Avec le dérèglement climatique, les périodes de canicules risquent de devenir monnaie courante. Face à ce constat, les entreprises ont deux chantiers possibles :

  • S’adapter à cette situation, en mettant en place un plan d’action pour gérer au mieux les périodes de canicules, afin de concilier bien-être des salariés et activité de l’entreprise.
  • Egalement, participer à lutter contre le réchauffement climatique en s’engageant dans des démarches de fonctionnement plus respectueuses de l’environnement. Cela peut notamment être l’occasion de lancer une démarche RSE.

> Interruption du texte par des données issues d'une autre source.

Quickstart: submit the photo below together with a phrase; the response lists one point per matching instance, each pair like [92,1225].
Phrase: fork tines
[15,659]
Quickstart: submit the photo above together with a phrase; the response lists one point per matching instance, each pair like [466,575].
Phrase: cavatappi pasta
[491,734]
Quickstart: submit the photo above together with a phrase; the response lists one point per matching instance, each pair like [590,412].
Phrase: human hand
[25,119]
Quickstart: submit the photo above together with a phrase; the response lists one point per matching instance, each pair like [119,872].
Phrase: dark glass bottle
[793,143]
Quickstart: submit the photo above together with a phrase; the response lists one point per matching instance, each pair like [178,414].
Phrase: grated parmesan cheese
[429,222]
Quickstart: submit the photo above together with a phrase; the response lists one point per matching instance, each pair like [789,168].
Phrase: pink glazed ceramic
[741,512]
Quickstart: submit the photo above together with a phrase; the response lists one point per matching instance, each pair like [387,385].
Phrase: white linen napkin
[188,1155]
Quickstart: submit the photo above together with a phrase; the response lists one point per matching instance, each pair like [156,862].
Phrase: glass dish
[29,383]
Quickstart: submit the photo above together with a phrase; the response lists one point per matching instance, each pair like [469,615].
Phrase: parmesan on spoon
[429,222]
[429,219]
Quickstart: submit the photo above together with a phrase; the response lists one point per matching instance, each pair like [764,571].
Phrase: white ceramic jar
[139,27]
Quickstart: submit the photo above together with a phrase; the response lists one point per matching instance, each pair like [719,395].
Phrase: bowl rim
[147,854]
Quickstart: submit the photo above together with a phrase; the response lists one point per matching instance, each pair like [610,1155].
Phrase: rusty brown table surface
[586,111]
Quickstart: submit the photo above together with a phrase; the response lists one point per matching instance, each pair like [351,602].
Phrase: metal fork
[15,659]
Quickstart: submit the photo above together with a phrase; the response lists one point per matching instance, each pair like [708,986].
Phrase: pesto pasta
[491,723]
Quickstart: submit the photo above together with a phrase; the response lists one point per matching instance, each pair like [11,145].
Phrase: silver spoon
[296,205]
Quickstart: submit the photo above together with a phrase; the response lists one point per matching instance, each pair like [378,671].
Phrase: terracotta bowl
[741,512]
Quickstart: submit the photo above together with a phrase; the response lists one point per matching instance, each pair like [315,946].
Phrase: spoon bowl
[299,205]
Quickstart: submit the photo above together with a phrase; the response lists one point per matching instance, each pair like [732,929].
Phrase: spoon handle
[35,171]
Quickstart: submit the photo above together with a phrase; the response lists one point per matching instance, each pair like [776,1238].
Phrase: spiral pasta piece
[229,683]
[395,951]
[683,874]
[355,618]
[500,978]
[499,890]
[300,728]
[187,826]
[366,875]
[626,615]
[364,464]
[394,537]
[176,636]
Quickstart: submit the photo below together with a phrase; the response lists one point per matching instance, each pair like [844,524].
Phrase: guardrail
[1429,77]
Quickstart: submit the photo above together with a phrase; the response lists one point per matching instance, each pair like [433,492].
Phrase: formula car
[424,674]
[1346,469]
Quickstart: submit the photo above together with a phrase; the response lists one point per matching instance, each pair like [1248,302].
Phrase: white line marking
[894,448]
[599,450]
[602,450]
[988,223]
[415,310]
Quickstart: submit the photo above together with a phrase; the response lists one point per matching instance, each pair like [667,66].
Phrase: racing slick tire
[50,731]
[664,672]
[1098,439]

Quelle que soit la solution choisie, la priorité de l’entreprise doit être d’assurer la sécurité des salariés.

Sources :

Aération des locaux : R4222-1 CDT, R4222-4 CDT.

Fournir d’eau potable et fraîche aux salariés : R4225-2 CDT.

Obligation de sécurité : L4121-1 code du travail.

Responsabilité pénale : L4741-1 code du travail.

Droit de retrait des salariés : L4131-1 code du travail.

Site ministère du travail sur la canicule : https://travail-emploi.gouv.fr/sante-au-travail/plans-gouvernementaux-sante-au-travail/article/plan-canicule-2019

Arrêt sur le port du bermuda : Cass. soc., 12 nov. 2008, n° 07-42.220.